Automated License Plate Recognition under Lighting Constraints at the Edge
The technological advancements have risen the growth in computer-intensive applications for smart cities and smart homes, where edge computing plays a significant role to provide effective and efficient solutions. The incorporation of deep-learning techniques in embedded systems enhances the capabilities of edge computing. Most of these solutions rely on high-end hardware and often require a high processing capacity, which cannot be achieved with resource-constrained edge computing. This study presents a novel approach and a proof-of concept for a hardware-efficient automated license plate recognition system for a constrained environment with limited resources. The proposed solution is purely implemented for low resource edge devices and performed well for extreme illumination changes such as day and nighttime. The generalisability of the proposed models have been achieved by using a novel set of neural networks for different hardware configurations based on the computational capabilities and low cost. The accuracy, energy efficiency, communication and computational latency of the proposed models are validated using different license plate datasets in the daytime and nighttime and in real-time. The obtained results have shown competitive performance to the state-of-the-art server-grade hardware solutions.
This paper proposes an Automated License Plate Recognition (ALPR) solution for edge computing with resource-constrained environments, which can lead to support smart city development and management processes. Although ALPR is a well-established area in the domain of image processing, research on ALPR is still challenging with the associated constraints in the environment such as varying weather conditions, plate variations across regions, vehicle motion, distorted characters, dirty plates, shadow and reflection. Moreover, most of the existing ALPR solutions are limited to execution in server-grade hardware with nearly unlimited resources and limited to daytime performance. Thus, currently, there has been less attention paid to build systems that work efficiently in constrained environments targeting low cost, energy efficiency, less computational power requirements, remote location deployments and work in night vision.

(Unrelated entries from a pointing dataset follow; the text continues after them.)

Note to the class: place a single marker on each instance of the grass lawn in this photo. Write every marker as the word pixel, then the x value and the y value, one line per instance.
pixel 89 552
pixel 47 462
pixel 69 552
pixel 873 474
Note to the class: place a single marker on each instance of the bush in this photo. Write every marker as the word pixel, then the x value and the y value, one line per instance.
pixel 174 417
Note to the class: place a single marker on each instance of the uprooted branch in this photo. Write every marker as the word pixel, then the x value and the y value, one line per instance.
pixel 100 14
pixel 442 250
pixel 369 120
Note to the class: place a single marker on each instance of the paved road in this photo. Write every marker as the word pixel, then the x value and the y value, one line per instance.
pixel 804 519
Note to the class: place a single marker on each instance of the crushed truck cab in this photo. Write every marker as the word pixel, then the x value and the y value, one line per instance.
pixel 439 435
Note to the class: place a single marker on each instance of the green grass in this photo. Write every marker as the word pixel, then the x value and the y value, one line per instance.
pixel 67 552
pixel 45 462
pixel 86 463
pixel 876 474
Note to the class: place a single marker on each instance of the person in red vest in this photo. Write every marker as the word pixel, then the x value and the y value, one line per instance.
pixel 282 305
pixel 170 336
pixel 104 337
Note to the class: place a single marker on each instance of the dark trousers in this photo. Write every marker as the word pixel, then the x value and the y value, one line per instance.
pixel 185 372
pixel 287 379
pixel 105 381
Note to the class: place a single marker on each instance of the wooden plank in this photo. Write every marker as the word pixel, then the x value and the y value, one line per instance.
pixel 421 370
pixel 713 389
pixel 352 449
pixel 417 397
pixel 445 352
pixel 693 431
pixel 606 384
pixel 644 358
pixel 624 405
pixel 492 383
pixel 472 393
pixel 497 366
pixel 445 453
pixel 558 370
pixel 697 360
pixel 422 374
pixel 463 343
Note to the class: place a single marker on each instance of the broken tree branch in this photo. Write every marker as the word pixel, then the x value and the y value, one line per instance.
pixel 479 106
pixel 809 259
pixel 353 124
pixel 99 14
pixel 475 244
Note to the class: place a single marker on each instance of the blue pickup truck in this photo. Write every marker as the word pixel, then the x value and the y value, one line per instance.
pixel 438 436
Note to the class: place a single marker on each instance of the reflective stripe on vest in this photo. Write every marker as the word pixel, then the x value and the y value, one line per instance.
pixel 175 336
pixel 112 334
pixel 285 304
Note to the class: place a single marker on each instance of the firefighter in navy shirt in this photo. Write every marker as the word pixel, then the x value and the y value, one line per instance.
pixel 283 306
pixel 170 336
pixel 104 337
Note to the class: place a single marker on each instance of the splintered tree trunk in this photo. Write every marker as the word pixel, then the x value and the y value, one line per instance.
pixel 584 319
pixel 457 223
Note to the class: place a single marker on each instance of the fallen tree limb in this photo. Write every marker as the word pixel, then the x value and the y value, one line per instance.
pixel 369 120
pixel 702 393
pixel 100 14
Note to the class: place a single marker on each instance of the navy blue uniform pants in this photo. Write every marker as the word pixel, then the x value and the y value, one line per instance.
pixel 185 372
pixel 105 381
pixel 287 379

The technological developments of deep learning techniques can be improved to use in edge devices to provide an efficient solution for ALPR in resource-constrained environments.
We present an approach and a proof-of-concept prototype for hardware-efficient ALPR at nighttime, while adhering to several constraints in terms of energy efficiency, resource utilization, low cost, low-latency communication and computation as the novel contributions. The proposed ALPR system can operate at nighttime without any visible additional illumination and require no internet connection for operation. Consequently, the system is fully implementable on low power edge devices like Raspberry Pi 3b+ and operated completely with a battery that lasts long due to the energy-saving strategies implemented in the solution. Therefore, the system recognizes license plates in real-time both day and night-time, and can be deployed in rural or forest areas, where there is no stable internet connectivity or a direct power grid, which is one of the main contributions of this study.
Our methodology uses deep learning based Neural Architecture Search (NAS) strategies to discover a novel set of hardware-efficient neural networks for autonomous management of license plate detection and recognition process for edge devices with low resources. However, the main limitation to train the discovered deep neural networks for the task of recognizing license plates is the lack of a large, annotated and diverse dataset. In order to circumvent this issue,we use a synthetic data generation process based on image-to-image translation techniques to convert daytime RGB (Red-Green-Blue) images into thermal infrared (TIR) images. Thus, the implementation of the NAS based data engineering techniques in IoT applications is one of the scientific contributions of this study.
The prototype of our solution simulates a case study of an animal poacher vehicle detection problem. At present, Wildlife has faced a capacious and prejudicial issue that has caused a countable number of wild animals to lose their lives. Most of the existing approaches to minimize illegal hunting of wild animals, rely on manual surveillance from the camera feeds. Poacher vehicle detection system uses modern image processing and deep learning techniques to detect poacher vehicles while tracking their license plate numbers and sending the detected vehicle details to authorized parties through SMS. It has been noticed that poachers arrive mostly at nighttime since the poacher vehicle detection system is designed to function at nighttime as well. The case study environment contains several constraints. This system relies on battery power only, thus the power consumption should be minimized. Since there is no internet connectivity in the wild, SMS is the only possible communication method, where images can be stored for later prosecution material. Also, the system should be deployed in an unnoticeable way to the poachers.